Do people really get their friends to organise engagement parties and hen nights for them? I just did it all myself. So have all my friends except one hen night that was organised by a friend. Also the only one to demand we take presents for the bride on the hen night; as if we weren't spending loads already!

pigletmania · 31/10/2010 14:58

Yes reup, I organised my hen do, our engagement night out and the hotel did the catering, no way would i have expected my heavily pregnant bridesmaid to do it.

HauntingTheTardis · 31/10/2010 15:15

Pigletmania - I do agree with you that the OP's friend should have a bit more compassion and understanding - giving her the silent treatment because she's said she won't be able to do the things her friend is expecting her to do, is very unreasonable.

I also think she should say to her friend that she would love to be at the wedding, but that it will depend on how she feels nearer the time. A good friend would understand this and accept it without throwing a hissy fit, as the OP's friend seems to have done.

plasticspoon · 31/10/2010 15:23

YANBU to feel a bit disappointed but I wouldn't let it ruin your friendship - just be assertive and let your friend know what your limits are. I think it can be hard to imagine if you haven't been heavily pregnant.

My sister is having her engagement party this weekend a couple of hours away and I since she let us know the date I have been completely honest about the fact that I will not be able to attend! I am currently 40+5 weeks pregnant. Initially I was a bit sad at their chosen date as I assumed that they would know it would be impossible for me and my dh to go, but when I said 'of course I may not have had the baby by then,' the look on her face was priceless. She had assumed the due date would be pretty much spot on and that we would be able to take the baby! She's never had a baby, how would she know?

So I'm helping her choose the decorations and putting a bit of money towards it, and I will give her a big kiss and send her on her way to have a fab evening. Then I will look at the photos while she has a cuddle with my baby and we will both be very happy for one another!

pigletmania · 31/10/2010 15:24

Totally Haunting. I know that in my final month I physically could not go anywhere far away, loo every hour, big, heavy and prone to dizzy spells if i had any over exertion. Yes a good friend would totally understand.

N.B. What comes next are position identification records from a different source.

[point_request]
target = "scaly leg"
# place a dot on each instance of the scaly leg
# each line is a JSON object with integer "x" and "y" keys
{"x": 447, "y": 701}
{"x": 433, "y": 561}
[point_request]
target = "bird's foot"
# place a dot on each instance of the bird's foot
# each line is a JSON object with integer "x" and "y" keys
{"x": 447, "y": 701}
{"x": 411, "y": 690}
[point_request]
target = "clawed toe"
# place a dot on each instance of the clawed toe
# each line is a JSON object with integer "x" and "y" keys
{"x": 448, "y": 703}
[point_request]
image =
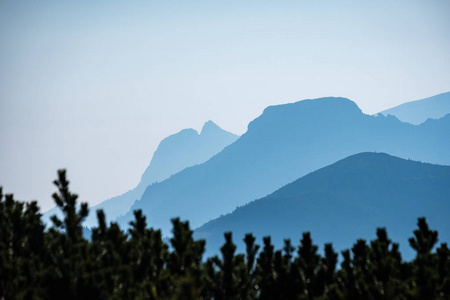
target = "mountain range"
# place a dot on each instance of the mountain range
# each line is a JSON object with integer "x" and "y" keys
{"x": 344, "y": 202}
{"x": 417, "y": 112}
{"x": 285, "y": 143}
{"x": 175, "y": 153}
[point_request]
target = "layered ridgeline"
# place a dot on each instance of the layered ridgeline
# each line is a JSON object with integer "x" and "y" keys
{"x": 283, "y": 144}
{"x": 175, "y": 153}
{"x": 344, "y": 202}
{"x": 416, "y": 112}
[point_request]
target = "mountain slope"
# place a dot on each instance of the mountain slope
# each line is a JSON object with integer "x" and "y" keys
{"x": 283, "y": 144}
{"x": 346, "y": 201}
{"x": 175, "y": 153}
{"x": 419, "y": 111}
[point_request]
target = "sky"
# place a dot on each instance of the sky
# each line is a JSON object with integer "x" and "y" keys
{"x": 94, "y": 86}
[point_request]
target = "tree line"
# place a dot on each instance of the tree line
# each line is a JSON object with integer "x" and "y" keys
{"x": 59, "y": 263}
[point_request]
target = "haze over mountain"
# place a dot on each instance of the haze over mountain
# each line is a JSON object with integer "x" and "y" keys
{"x": 175, "y": 153}
{"x": 284, "y": 143}
{"x": 419, "y": 111}
{"x": 343, "y": 202}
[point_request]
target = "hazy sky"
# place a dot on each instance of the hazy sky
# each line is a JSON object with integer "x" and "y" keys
{"x": 94, "y": 86}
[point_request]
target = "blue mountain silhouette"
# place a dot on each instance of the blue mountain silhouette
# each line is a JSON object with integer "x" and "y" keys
{"x": 284, "y": 143}
{"x": 175, "y": 153}
{"x": 344, "y": 202}
{"x": 416, "y": 112}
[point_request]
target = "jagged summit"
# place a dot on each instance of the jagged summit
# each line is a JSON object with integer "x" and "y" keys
{"x": 210, "y": 127}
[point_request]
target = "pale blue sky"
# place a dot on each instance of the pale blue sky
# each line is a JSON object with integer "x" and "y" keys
{"x": 93, "y": 86}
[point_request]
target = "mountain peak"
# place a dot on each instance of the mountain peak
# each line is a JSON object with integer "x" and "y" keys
{"x": 312, "y": 111}
{"x": 209, "y": 127}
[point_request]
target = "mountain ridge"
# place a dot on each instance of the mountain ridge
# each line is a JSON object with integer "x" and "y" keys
{"x": 419, "y": 111}
{"x": 345, "y": 201}
{"x": 284, "y": 143}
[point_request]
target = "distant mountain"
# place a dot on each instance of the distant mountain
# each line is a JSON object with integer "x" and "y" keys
{"x": 346, "y": 201}
{"x": 283, "y": 144}
{"x": 417, "y": 112}
{"x": 175, "y": 153}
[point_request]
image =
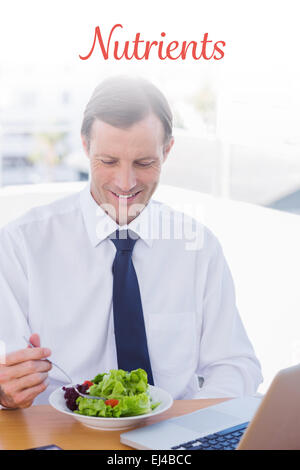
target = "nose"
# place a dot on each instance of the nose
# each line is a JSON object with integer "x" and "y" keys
{"x": 125, "y": 178}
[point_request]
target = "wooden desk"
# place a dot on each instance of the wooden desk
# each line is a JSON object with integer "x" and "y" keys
{"x": 42, "y": 425}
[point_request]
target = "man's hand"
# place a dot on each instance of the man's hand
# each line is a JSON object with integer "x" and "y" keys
{"x": 23, "y": 375}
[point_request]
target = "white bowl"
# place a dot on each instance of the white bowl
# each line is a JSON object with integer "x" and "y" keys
{"x": 57, "y": 400}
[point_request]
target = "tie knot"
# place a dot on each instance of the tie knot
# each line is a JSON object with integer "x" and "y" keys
{"x": 124, "y": 240}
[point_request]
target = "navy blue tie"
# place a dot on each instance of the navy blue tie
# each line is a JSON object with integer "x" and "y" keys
{"x": 130, "y": 333}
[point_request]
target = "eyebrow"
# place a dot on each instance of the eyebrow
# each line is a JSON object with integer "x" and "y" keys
{"x": 104, "y": 155}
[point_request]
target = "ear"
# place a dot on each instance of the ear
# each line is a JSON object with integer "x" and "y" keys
{"x": 167, "y": 148}
{"x": 85, "y": 145}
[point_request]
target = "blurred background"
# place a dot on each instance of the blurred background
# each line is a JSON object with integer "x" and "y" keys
{"x": 237, "y": 139}
{"x": 236, "y": 120}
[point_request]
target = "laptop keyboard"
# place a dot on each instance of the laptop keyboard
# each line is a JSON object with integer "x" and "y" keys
{"x": 227, "y": 439}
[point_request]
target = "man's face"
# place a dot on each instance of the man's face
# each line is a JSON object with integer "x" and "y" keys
{"x": 126, "y": 165}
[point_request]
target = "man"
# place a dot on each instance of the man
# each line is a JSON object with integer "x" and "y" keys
{"x": 109, "y": 278}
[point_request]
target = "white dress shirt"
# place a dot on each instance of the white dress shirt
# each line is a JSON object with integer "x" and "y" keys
{"x": 56, "y": 280}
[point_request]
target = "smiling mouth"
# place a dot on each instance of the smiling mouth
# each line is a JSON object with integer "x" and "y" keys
{"x": 125, "y": 197}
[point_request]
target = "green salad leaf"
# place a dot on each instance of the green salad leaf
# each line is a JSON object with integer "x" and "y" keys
{"x": 129, "y": 388}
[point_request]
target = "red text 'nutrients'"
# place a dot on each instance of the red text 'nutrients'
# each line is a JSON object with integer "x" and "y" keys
{"x": 140, "y": 49}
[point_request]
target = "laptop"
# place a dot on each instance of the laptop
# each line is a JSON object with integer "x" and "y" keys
{"x": 269, "y": 422}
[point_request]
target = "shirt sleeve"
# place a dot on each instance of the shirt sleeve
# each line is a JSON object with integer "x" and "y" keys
{"x": 13, "y": 291}
{"x": 227, "y": 360}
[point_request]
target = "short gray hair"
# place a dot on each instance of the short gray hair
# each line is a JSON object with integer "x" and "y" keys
{"x": 121, "y": 101}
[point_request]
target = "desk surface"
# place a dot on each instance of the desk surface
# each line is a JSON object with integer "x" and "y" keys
{"x": 42, "y": 425}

MumNWLondon · 31/10/2010 16:06

Having skimmed the thread, YABU to fall out over this, although you may well not be able to go.

Realistically at that stage of pregnancy you may not want to travel, or get really involved.

I went to Liverpool from London for work at 36 weeks (first class) and TBH that was far enough at that stage although for a really close friend and straightforwards pregnancy doable to go. Realistically train is the only way to go - you can't fly, and trains unlike cars have toilets.

I went to sister in law's wedding at 7 months but it was local so no problem. Also helped making her a party etc but DH did loads of it so it was fine.

If she is insisting you go or do catering then she is BU.